Jesus was not only willing but eager to humble himself before the father, so if there was need for Jesus to humble himself before the father than that should be some sort of an indication of how much we need to humble ourselves before God. I mentioned this in last week’s post, but in the strony Jesus told about the two men who went up to the temple to pray (Luke 18 9-14), the Pharisee and the tax collector, the first man only approached the temple to tell God how awesome he was and list of his own accomplishments while the tax collector instead realized that only God was awesome and that he was a sinner and did the correct thing and admitted his fault before God and said, “Have mercy on me a sinner.” Jesus said the tax collector went away justified where the Pharisee did not.  

Some of the time when I am faced with some type of temptation, the thought of prayer crosses my mind, as it rightly should, but I don’t always do the right thing when I realize my need for prayer. Sometimes I don’t pray for help in escaping the temptation because I want to prove that I can do it on my own, which always ends up with me proving the exact opposite. At other times I don’t pray for deliverance when I am tempted because, if I am honest, I don’t; actually want to be delivered from the temptation at that moment, even though I hate myself for giving in to the temptations, the carnal side of me doesn’t want me to pray because it knows that if I do then I would be delivered from the temptation and would not participate in whatever temporary pleasure I would gain from the sin. Sometimes we blame God for not delivering us when we never gave him the chance. 

The Bible tells us that “No temptation has overtaken you except what is common to mankind. And God is faithful; he will not let you be tempted beyond what you can bear. But when tempted, he will also provide a way out so that you can endure it,” (1 Corinthians 10:13). If anyone says they were tempted beyond what they could bear they are making God out to be a liar, and if they were to examine the situation in an honest way they would see that God provided a way to escape but they ran from God headlong toward the sin. While it is good to pray to God and ask for forgiveness for sinning, it is far better to pray the very instant we find we are tempted instead of avoiding God and allowing the temptations to grow to the point where we can no longer resist them. 

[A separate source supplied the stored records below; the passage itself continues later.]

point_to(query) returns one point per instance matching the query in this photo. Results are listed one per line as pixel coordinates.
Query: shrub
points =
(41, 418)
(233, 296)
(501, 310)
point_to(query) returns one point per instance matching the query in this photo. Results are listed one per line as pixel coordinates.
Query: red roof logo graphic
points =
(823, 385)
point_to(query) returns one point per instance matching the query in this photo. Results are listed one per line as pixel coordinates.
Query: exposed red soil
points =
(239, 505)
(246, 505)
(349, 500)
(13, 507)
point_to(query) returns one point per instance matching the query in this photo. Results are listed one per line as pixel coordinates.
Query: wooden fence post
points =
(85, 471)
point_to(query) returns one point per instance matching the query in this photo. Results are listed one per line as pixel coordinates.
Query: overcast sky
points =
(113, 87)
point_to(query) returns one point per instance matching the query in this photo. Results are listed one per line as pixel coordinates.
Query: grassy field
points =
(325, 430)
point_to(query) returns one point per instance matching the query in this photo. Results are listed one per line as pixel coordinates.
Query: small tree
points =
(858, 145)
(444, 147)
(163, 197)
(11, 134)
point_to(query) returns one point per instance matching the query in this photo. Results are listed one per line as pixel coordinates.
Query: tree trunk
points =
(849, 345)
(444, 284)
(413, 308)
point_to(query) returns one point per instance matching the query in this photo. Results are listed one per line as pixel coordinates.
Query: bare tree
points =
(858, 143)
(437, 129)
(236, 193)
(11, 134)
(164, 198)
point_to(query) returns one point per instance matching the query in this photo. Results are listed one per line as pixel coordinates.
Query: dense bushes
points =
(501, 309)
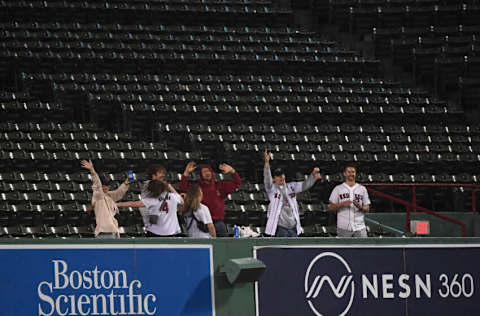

The other major reason many people find it difficult to pray is that their faith is weak, and the longer we go without praying the weaker our faith will become. The more we pray, regardless of whether or not we see immediate or obvious answers to our prayers or not, the more faith we will have. It is difficult to have a relationship with a person when we don’t talk to them, and it is not a good relationship if we only talk to them when we need something. I would strongly suggest, and I strive to do this myself with varying levels of success, that we talk to God all throughout the day and not just the morning or nightly prayer, and not just asking for things. We should also tell God what is going on in our lives, not because he doesn’t know but because it will increase our faith in God and will help us to have a lot better relationship with him. I talk to my mother all the time, and not just when I think she can help me with something, I talk to my mother all the time about the most mundane things, and we have a great relationship. I sometimes think, “God doesn’t want to hear about that,” or “God doesn’t care about that, but according to Jesus, not one hair falls from out heads without God knowing and caring about it. If God takes notice of the random hair that I loose than he certainly cares about my day at work, what I am struggling with, the things I am excited about and the rest of my daily life. 

God is good all of the time, but if we only approach God when we need something and then complain because we did not get what we think we deserved than we are not allowing ourselves to know the goodness of God or the richness of his love for us.